So don't forget to make your rates — and preferably also your presentation (business cards, website, brochures, online profiles) — reflect the natural progress of your skill and reputation.
If you agree with me at this point, you might as well finish reading here. If you aren't sure, stay on.
Q: But I work so closely with them. I get feedback on all of my translations. I'm required to be available on the phone, sometimes 24/7. I go beyond just translating and always keep their business goals in mind. I know them inside out. I'm a veteran. I'm more of an insider than any new meat with a salaried position. I'm an employee in all but name.
A: Nope, that's not the only difference, You aren't on their promotion track simply because you aren't part of the organization, no matter how closely you collaborate. You can't get promoted if you don't have a rank to begin with. Same goes for a raise.
No, it's not unfair to 'renegotiate'. It would be if you had a fixed-term contract with guaranteed fixed rates, then it would be unfair and illegal to push for a change without their consent. Or a large raise half a year into a long-term (indefinite) contract, that could be bait and switch. But to expect to always pay the same fees the same service would not be reasonable.

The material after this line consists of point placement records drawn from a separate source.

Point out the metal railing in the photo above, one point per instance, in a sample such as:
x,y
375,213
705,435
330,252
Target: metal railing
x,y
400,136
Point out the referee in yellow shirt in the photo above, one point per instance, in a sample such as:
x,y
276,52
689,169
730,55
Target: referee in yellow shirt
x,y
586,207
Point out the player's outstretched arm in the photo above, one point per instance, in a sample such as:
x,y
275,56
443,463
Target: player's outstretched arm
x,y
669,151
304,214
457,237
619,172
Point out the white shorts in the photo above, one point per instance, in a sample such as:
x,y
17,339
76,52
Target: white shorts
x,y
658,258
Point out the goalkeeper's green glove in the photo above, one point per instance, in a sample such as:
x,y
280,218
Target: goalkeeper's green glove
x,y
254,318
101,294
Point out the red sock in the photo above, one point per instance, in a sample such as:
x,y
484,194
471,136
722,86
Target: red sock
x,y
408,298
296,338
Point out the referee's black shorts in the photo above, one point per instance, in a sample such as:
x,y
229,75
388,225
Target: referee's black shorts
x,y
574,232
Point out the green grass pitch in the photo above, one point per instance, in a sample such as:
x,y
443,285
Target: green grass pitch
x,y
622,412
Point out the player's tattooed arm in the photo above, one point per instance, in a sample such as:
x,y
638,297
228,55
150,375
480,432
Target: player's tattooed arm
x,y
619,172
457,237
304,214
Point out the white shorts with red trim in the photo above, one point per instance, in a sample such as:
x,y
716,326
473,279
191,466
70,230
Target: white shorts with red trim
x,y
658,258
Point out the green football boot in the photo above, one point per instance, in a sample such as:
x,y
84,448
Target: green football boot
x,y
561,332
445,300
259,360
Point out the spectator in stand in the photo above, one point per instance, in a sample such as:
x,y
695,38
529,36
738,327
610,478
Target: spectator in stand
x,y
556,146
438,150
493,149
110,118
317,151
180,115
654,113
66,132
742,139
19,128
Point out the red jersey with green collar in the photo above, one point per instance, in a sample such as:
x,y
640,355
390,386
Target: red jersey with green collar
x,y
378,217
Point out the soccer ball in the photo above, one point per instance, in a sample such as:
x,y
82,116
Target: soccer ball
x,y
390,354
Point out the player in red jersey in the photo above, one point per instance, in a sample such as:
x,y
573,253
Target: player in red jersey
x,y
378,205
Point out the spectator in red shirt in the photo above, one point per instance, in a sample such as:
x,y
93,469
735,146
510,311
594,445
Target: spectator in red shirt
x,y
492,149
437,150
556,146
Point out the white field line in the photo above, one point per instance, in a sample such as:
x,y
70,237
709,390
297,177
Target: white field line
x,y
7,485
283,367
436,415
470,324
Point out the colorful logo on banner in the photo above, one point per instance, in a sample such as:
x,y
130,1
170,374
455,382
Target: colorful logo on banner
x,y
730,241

Oh sure, some of them will act surprised or hurt or wronged or whatever, but do you expect bread to cost exactly the same day after day for 10 years? Or electricity? Or whatever newspaper you read?
But it's not just inflation.
Remember that while you never get a formal promotion, that's simply because there is nobody to give you one, and hence there isn't any formal process for it, either. But that doesn't mean you don't deserve a raise, and not just because of longevity.
Unlike what agencies may think, career progress is about making more than you did last year or five years ago, not about creating an irresistible price deal for your clients and embracing poverty while translating multi-million-dollar contracts and presentations.